Contra os papões votar, votar!
Chegou ao fim uma campanha singular. Singular, por decorrer de eleições convocadas na sequência da demissão de um primeiro-ministro investigado – inédito na democracia que celebra 50 anos neste 25 de abril. Singular, pois segue o embalo das eleições açorianas do mês passado – ganhas pela AD Açores pela primeira vez desde 1992. Singular, porque antecipa uma fervorosíssima campanha das eleições europeias de junho próximo – as únicas que estavam verdadeiramente na mira dos partidos políticos há menos de seis meses. Todavia, algumas conclusões preocupam, sobretudo, no que concerne à dispersão da atenção dos eleitores.
Assim, ressalvo duas ilações. A primeira – amplamente discutida – foi a incapacidade de os partidos esclarecerem os eleitores, como demonstra a percentagem recorde de indecisos, sobretudo, mulheres e jovens, mesmo a poucos dias das eleições. A segunda – mais despercebida – é que parece ter sido descoberto um novo método de deteção de doenças neurológicas, consoante o partido em que se vota. Isto é, quem votar no Partido Socialista, revela uma perda da memória anterógrada e, por conseguinte, é-lhe diagnosticada a doença de alzheimer. Por sua vez, quem votar na Aliança Democrática, manifesta uma perda da memória retrógrada, podendo indiciar a ocorrência de um traumatismo cranioencefálico. Na dúvida, o melhor é mesmo consultar o seu médico ou, então, esquecer de vez o passado e ponderar seriamente o presente e o futuro.
Fantasmas de Natais passados, ao contrário dos fantasmas nas obras de Charles Dickens, pouco, ou nada, acrescentam. Estes, servem apenas de papões de arremesso, como tantos outros. A ladainha vigente de que o crescimento económico se traduz – necessariamente – num aumento das desigualdades, de que a iniciativa privada não é parte de possíveis soluções para o país, de que a imigração traz insegurança ou, inclusive, os próprios dos discursos extremistas, não passa disso. São, meramente, um conjunto de papões. E, contra os papões votar, votar!
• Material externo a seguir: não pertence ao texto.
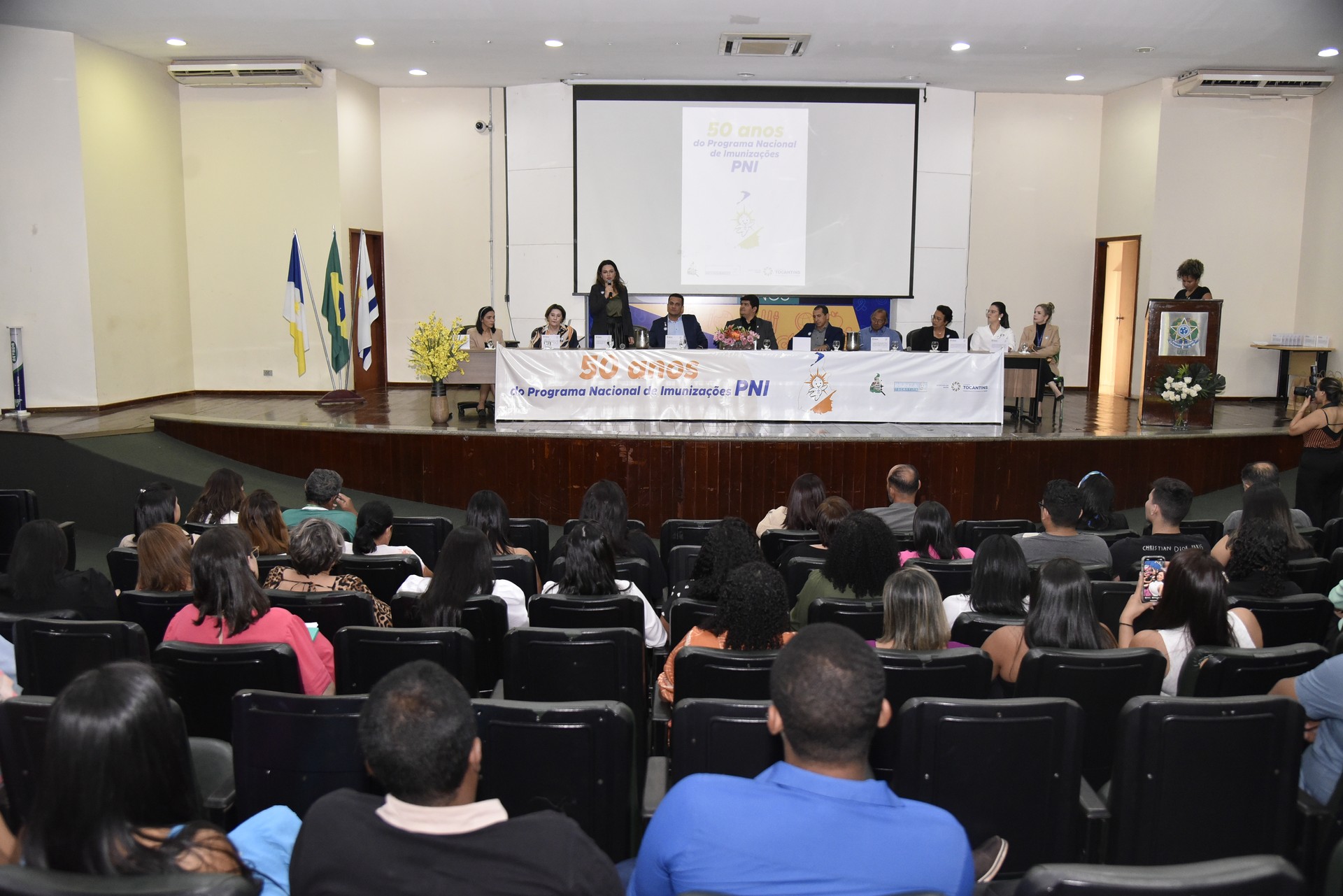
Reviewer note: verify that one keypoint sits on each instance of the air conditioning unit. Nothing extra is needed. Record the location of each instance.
(763, 45)
(1252, 85)
(246, 73)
Infelizmente, o maior papão – e verídico –, que persiste de eleição para eleição, é a abstenção. A tendência parece estar a melhorar, contudo, mesmo considerando o cenário mais otimista traçado num estudo da Fundação Francisco Manuel dos Santos, em que se sugere que a taxa de abstenção pode ter sido de “apenas” 35% nas eleições legislativas de 2022, este é um cenário que nos deve fazer corar. Cada qual terá as suas motivações, mas recuso-me a aceitar que, num passado não tão longínquo, tantos homens e tantas mulheres deram a vida, literalmente, para que, no fim de contas, ganhe a abstenção e os papões infundados. Recuso-me a aceitar que, num momento histórico para a nossa democracia, abdiquemos do nosso direito de voto – que é também nosso dever.
Abril está aí! Os 50 anos da democracia estão ao virar da esquina, e celebrá-los nunca foi tão fácil e necessário. Cuidemos do nosso bem mais precioso: a liberdade! Enfim, agora e sempre, contra os papões votar, votar!